Julius Lipner (born 11 August 1946), who is of Indo-Czech origin, was Professor of Hinduism and the Comparative Study of Religion at the University of Cambridge.

==Early life==
Lipner was born and brought up in India, for the most part in West Bengal. After his schooling in India, he obtained a Licentiate in Theology (summa cum laude) in the Pontifical Athenaeum (now Jnana Deepa Vidyapith) in Pune, and then spent two years studying for an M.A. in Indian and Western philosophy at Jadavpur University in Kolkata/Calcutta. He did doctoral research under philosopher H.D. Lewis in the philosophy of the Self with reference to Indian and Western thought, at King's College, University of London.

==Career==
Lipner obtained his PhD in 1974, and then spent a little over a year as lecturer in Indian religion at the University of Birmingham, before being appointed to Cambridge University in 1975, from where he retired as Professor of Hinduism and the Comparative Study of Religion at the end of 2013.

Lipner is a Fellow Emeritus and former Vice-President of Clare Hall, a postgraduate College of the University of Cambridge.
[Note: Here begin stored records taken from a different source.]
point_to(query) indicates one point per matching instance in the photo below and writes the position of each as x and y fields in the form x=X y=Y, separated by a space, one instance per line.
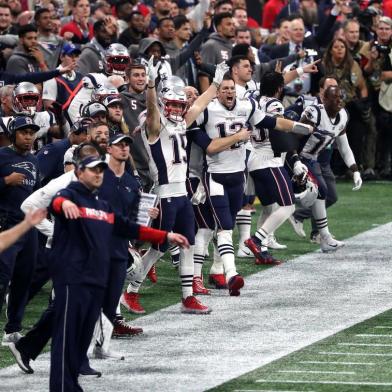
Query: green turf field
x=355 y=212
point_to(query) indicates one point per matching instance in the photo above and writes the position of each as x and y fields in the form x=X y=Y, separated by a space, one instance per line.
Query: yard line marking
x=365 y=344
x=339 y=363
x=355 y=354
x=314 y=372
x=380 y=384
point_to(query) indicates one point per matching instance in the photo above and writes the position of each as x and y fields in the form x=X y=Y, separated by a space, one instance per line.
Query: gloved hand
x=357 y=181
x=220 y=71
x=152 y=70
x=299 y=169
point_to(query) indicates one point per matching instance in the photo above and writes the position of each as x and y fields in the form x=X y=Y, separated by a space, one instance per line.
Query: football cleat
x=193 y=306
x=9 y=338
x=298 y=226
x=122 y=329
x=99 y=353
x=329 y=244
x=243 y=252
x=236 y=283
x=131 y=302
x=152 y=274
x=272 y=243
x=198 y=286
x=218 y=281
x=262 y=256
x=22 y=360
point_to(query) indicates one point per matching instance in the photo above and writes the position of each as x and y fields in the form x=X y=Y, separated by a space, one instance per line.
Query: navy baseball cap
x=119 y=137
x=22 y=122
x=91 y=162
x=70 y=48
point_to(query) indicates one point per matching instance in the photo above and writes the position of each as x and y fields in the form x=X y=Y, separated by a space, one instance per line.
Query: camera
x=382 y=49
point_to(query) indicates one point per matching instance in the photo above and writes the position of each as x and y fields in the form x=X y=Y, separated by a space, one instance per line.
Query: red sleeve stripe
x=152 y=235
x=57 y=203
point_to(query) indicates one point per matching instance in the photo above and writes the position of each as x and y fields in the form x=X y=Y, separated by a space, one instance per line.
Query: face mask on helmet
x=305 y=190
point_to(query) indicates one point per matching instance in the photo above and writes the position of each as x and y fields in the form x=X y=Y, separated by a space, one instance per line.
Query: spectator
x=136 y=30
x=26 y=57
x=79 y=30
x=50 y=44
x=219 y=45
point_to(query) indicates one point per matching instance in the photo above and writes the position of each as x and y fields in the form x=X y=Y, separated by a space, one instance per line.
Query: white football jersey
x=219 y=121
x=327 y=129
x=262 y=155
x=83 y=97
x=167 y=158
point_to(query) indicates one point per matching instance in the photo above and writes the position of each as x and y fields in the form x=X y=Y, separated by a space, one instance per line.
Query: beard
x=310 y=16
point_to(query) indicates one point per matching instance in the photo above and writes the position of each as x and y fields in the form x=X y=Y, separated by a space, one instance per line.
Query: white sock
x=226 y=251
x=186 y=270
x=202 y=239
x=320 y=216
x=148 y=260
x=244 y=223
x=217 y=265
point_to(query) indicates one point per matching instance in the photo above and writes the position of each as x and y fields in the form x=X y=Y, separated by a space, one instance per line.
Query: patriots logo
x=28 y=166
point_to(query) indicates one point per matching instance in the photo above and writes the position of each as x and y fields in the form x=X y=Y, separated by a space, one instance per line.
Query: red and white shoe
x=131 y=302
x=122 y=329
x=192 y=305
x=218 y=281
x=198 y=286
x=236 y=283
x=152 y=274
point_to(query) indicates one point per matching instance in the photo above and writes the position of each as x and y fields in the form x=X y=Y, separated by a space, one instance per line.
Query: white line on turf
x=338 y=363
x=364 y=344
x=314 y=372
x=280 y=310
x=356 y=354
x=384 y=384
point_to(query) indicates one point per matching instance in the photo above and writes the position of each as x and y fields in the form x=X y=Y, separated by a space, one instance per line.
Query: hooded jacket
x=216 y=49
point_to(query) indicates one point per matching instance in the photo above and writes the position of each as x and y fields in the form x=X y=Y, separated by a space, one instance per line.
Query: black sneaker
x=22 y=360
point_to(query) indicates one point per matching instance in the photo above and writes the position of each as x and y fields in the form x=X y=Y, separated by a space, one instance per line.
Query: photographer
x=374 y=55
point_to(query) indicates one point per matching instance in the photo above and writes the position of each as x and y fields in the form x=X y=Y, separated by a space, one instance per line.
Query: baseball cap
x=81 y=125
x=119 y=137
x=91 y=162
x=70 y=48
x=22 y=122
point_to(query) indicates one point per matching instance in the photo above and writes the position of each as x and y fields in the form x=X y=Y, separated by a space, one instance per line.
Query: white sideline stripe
x=314 y=372
x=356 y=354
x=379 y=384
x=338 y=363
x=277 y=314
x=364 y=344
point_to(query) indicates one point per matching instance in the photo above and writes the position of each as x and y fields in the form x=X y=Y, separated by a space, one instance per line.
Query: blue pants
x=273 y=185
x=76 y=310
x=225 y=206
x=203 y=215
x=17 y=266
x=176 y=214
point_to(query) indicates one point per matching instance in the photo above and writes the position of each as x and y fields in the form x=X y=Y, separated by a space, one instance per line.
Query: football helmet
x=25 y=99
x=305 y=190
x=117 y=60
x=171 y=92
x=101 y=92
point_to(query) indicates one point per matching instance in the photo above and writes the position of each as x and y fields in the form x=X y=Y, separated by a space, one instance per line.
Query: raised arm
x=153 y=120
x=201 y=103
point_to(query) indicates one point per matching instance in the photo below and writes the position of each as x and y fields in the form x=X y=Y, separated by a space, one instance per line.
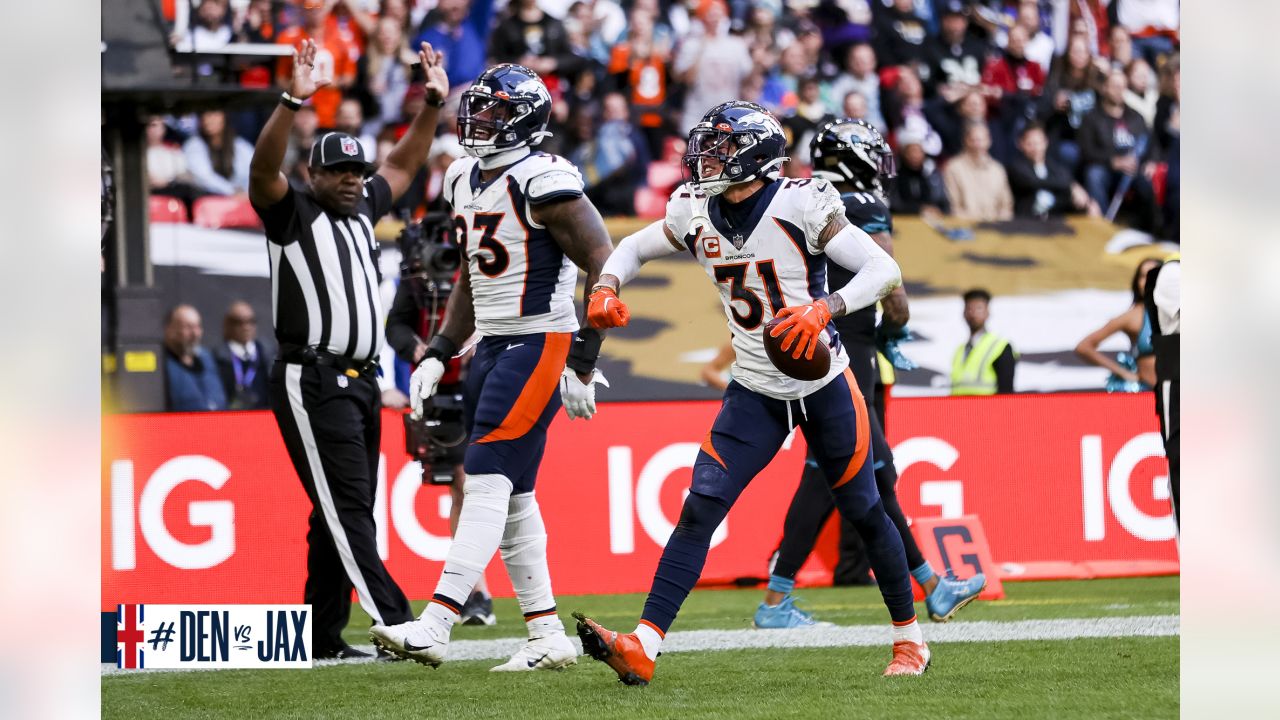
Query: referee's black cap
x=337 y=149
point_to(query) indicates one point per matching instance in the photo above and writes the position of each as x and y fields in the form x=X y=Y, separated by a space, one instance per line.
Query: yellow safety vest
x=976 y=373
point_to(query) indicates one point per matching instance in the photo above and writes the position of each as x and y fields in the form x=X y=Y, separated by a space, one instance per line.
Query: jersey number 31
x=735 y=274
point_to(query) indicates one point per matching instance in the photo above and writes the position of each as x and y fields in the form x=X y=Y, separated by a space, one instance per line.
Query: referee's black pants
x=812 y=504
x=332 y=424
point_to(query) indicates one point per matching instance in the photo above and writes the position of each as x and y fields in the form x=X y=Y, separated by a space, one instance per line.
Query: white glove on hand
x=579 y=397
x=423 y=382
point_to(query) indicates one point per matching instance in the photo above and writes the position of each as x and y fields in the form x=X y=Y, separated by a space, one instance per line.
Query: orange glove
x=604 y=309
x=804 y=324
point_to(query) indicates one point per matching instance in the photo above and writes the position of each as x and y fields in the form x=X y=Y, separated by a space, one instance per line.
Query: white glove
x=423 y=382
x=580 y=397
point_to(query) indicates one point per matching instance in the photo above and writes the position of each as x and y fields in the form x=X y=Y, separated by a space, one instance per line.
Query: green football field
x=1125 y=675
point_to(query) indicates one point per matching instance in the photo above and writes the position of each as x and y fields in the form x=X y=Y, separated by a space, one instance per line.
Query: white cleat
x=540 y=654
x=419 y=641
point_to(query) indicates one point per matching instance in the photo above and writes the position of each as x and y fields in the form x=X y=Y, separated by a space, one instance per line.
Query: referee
x=329 y=326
In 2008 he became a Fellow of the British Academy.

==Personal life==
Lipner married his Bengali wife Anindita in 1971; they have two children and six grandchildren.

==Publications==
- The Face of Truth: a Study of Meaning and Metaphysics in the Vedantic Theology of Ramanuja, 1976; sole author;
- Hindu Ethics: Purity, Abortion and Euthanasia, 1989; co-author;
- Brahmabandhab Upadhyay: The Life and Thought of a Revolutionary, 1999; sole author – this book was given the award for the “Best Book in Hindu-Christian Studies 1997-1999” by The Society for Hindu-Christian Studies (affiliated to the American Academy of Religion);
- Anandamath, or The Sacred Brotherhood, Oxford University Press, 2005; sole translator/author; this book contains a full English translation of Bankim Chandra Chattopadhyay|Bankim Chatterji’s famous 19th-century Bengali novel, with an extensive Introduction and Critical Apparatus, and received the A.K. Ramanujan Book Prize for Translation awarded by The South Asia Council of the Association for Asian Studies in the USA;
- two editions of Hindus: their religious beliefs and practices, 1994 and 2010 (sole author), the second edition being a thoroughly revised and substantially enlarged version of the first
- Hindu Images and their Worship with special reference to Vaiṣṇavism: A Philosophical-Theological Inquiry, Routledge, 2017; sole author.